Maranda McCarthy. Photo © Jill Exner Photography

How have you been preparing for the finals?

“Lots of riding, lots of no stirrup, lots of getting my head in the right mindset. After I finish my lessons, I go through and ask Gretchen all my questions. She will walk me through what was correct, what had to be fixed, and what we changed. That really helps.”

What are you most excited about for your first finals?

“I’m really excited because it’s always been something I looked at as nearly impossible. Four years ago I didn’t think I’d ever be able to do it, but it’s become a reality. That’s really cool.”

What are you nervous about?

“I’m a bit of a perfectionist. I don’t like to let people down. So, I’m working on not being nervous and just enjoying the experience.” 

How do you control show nerves?

“I still struggle with this, but I get a lot of help from Gretchen, my friends and my parents. I tell myself it is okay to not have a good day. I always want to go in there and be the best I can because I don’t know when a big show will happen next for me. It takes a lot to make yourself think, ‘Let’s just focus on what’s happening right now.’”

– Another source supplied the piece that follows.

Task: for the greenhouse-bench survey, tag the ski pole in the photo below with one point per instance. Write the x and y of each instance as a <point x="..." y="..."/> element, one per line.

Any specific goals for the finals?

“To make it around. To do what I know how to do, and not get in my own way!” 

Do you hope to do more equitation finals after this year?

“I have one more year after this. We’d like to get to junior hunter finals and Maclay regionals if we can for next year.”

Have you given any thought to how riding will fit into your life beyond your junior years?

“I definitely want to keep riding and do as much as I can. I’d like to show in the Amateur-Owner hunters. Maybe try the jumper ring out. I know I love riding and I always want it to be part of my life. One step at a time!”